Die Beiträge des Sammelbands liefern neben kritisch-theoretischen und textanalytischen auch produktive und rezeptive Zugänge. Diese sind postmigrantisch, macht- und linguizismuskritisch akzentuiert. Berücksichtigt werden unterschiedliche Gattungen und Genres, literaturhistorische Aspekte sowie Rezeptionssettings im Umgang mit literarischer Mehrsprachigkeit.

Kritisch-theoretische Zugänge liefert zum einen der Beitrag von Esther Kilchmann, die zur Theorie literarischer Mehrsprachigkeit einen strukturalistischen und poststrukturalistischen Lektüreansatz vorstellt: Auf der Grundlage von SaussureSaussure, Ferdinand des Zeichentheorie beschäftigt sie sich mit sprachkritischen Fragen der Generierung von Bedeutung und der Beziehung von Wort und Ding sowie einer poetischen, mehrsprachigen und mehrdeutigen Umgestaltung der lautbildlichen Seite des Zeichens. Literarische Mehrsprachigkeit versteht sie als poetisch selbstreflexives Verfahren, in dem die Besitzbarkeit von Sprache sowie die Festschreibung von Bedeutung aufgebrochen und „Knotenpunkte der Mehrdeutigkeit wie der kulturellen Mehrfachzugehörigkeit geschaffen“ werden.

Zum zweiten entfaltet Magdalena Kißling Verbindungslinien zwischen postkolonialer Literaturdidaktik und einer Didaktik literarischer Mehrsprachigkeit: Ausgehend vom Umgang mit einem rassistischen Sprachgebrauch, der zu einer sprachlichen Desorientierung im Literaturunterricht führen kann, plädiert sie dafür, rassistische Sprache als Varietät des Standarddeutschen und damit als Teil der inneren Mehrsprachigkeit zu lesen, um den mehrsprachigkeitsdidaktischen Ansatz zu stärken. Dazu stellt sie das Modell der Dechiffrierung rassistischer Sprache im Literaturunterricht vor, um einen distanzierten Zugang zu Sprache zu gewinnen, machtkritische Literaturzugänge zu öffnen und „Literaturbarrieren zu überwinden, die aufgrund sprachlicher Verletzung entstehen können“.

 

Die textanalytischen Zugänge greifen unterschiedliche Gattungen – vom Drama des 18. Jahrhunderts bis zum Comic – auf, fokussieren zum Teil einzelne Texte, um Formen, Wirkungen und didaktische Überlegungen bezogen auf literarische Mehrsprachigkeit aufzuzeigen.

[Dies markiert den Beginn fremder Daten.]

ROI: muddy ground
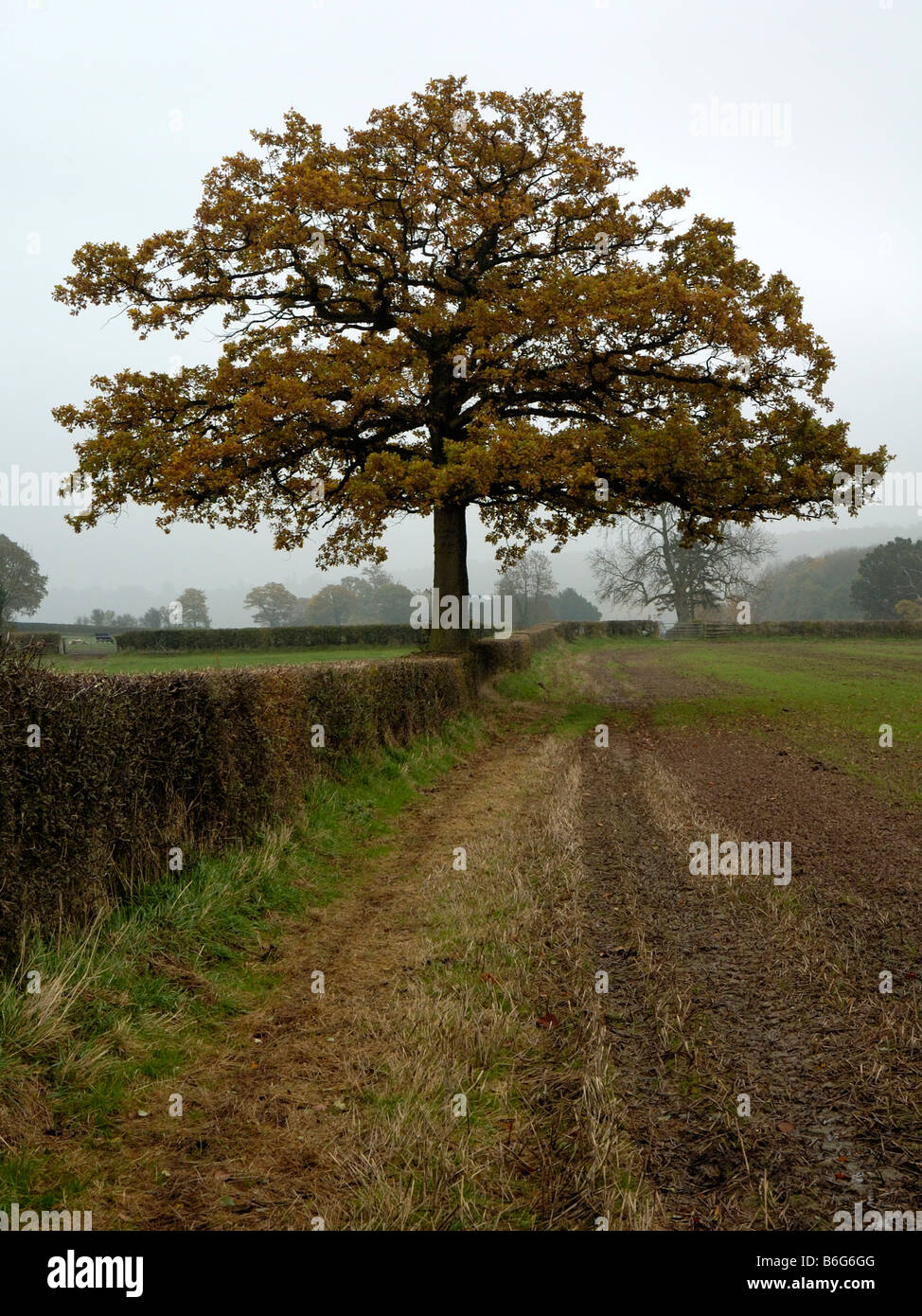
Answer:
[23,650,922,1231]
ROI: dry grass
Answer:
[331,738,651,1231]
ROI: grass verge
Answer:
[0,715,484,1209]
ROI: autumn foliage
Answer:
[55,78,886,642]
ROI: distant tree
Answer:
[851,537,922,618]
[589,504,773,621]
[0,534,47,624]
[243,581,297,627]
[895,597,922,627]
[496,549,557,629]
[303,584,355,627]
[550,587,602,621]
[342,562,413,624]
[178,588,212,631]
[754,549,867,621]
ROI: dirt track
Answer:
[66,642,922,1229]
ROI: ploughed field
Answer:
[581,640,922,1229]
[0,638,922,1231]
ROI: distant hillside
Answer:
[753,544,872,621]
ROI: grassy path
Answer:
[0,642,922,1231]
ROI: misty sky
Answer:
[0,0,922,624]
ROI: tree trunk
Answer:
[429,506,470,654]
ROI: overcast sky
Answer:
[0,0,922,622]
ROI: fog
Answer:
[0,0,922,624]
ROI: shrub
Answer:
[118,622,429,652]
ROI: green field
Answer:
[565,637,922,803]
[46,645,415,672]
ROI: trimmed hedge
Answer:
[557,621,661,640]
[0,625,581,962]
[118,622,429,652]
[9,631,61,654]
[0,650,470,958]
[737,621,922,640]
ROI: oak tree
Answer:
[243,580,297,627]
[589,504,774,621]
[55,78,886,648]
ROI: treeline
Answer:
[754,537,922,621]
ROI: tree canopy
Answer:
[54,78,886,646]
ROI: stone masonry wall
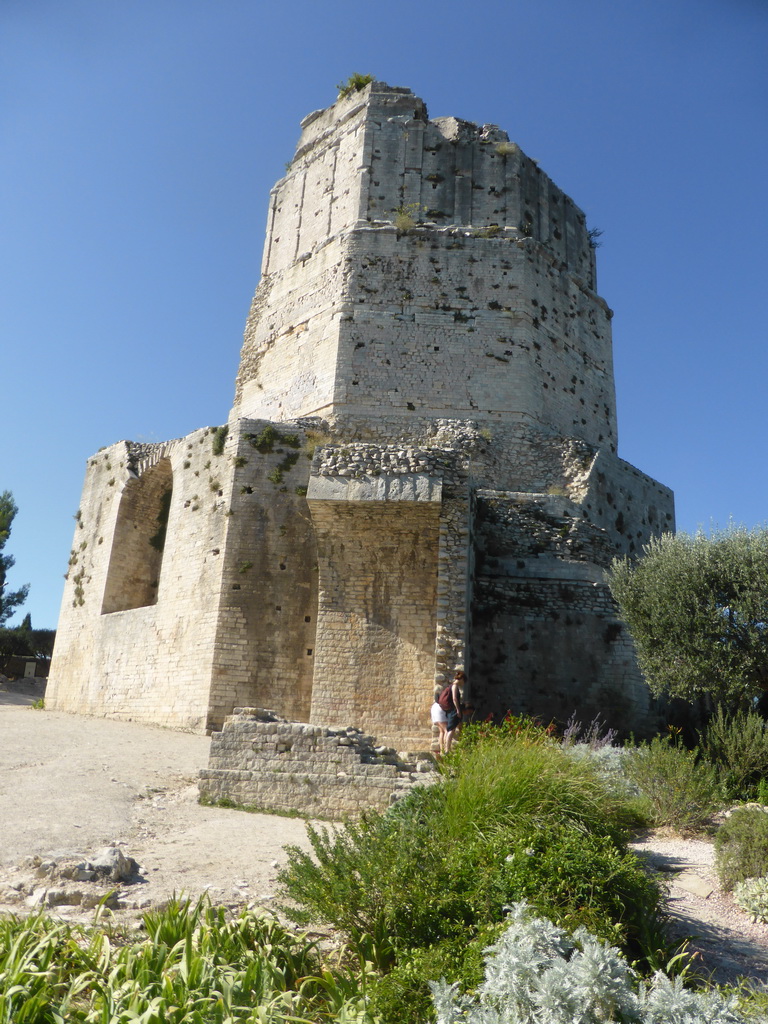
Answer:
[471,492,657,732]
[46,429,234,730]
[232,76,615,449]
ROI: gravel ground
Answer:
[631,830,768,985]
[0,684,768,984]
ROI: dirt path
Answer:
[0,689,768,983]
[0,702,315,913]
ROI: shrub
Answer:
[733,874,768,923]
[0,900,370,1024]
[442,718,634,841]
[626,736,722,831]
[280,730,663,970]
[430,903,744,1024]
[699,707,768,800]
[715,807,768,889]
[211,423,229,455]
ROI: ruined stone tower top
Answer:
[232,82,616,451]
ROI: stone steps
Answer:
[200,708,436,818]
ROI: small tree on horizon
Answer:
[607,526,768,708]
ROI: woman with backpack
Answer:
[432,669,467,754]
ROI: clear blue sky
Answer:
[0,0,768,628]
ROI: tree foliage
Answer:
[608,526,768,706]
[0,490,35,670]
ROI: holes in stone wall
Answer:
[101,459,173,614]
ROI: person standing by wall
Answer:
[437,669,467,754]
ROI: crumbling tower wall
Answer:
[50,82,674,749]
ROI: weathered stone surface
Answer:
[200,709,436,818]
[46,83,674,782]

Anna Maria Olivari liest „[I]n undeutschen Büchern“, konkret Dramen im 18. Jahrhundert. Sie orientiert ihre Untersuchung an der historischen Diversitätsforschung und zeigt damit, dass Mehrsprachigkeit und Diversität keineswegs auf gegenwärtige Literatur reduziert ist, sondern ein literaturgeschichtlich interessantes, wenn auch noch nicht ausreichend erforschtes Thema ist.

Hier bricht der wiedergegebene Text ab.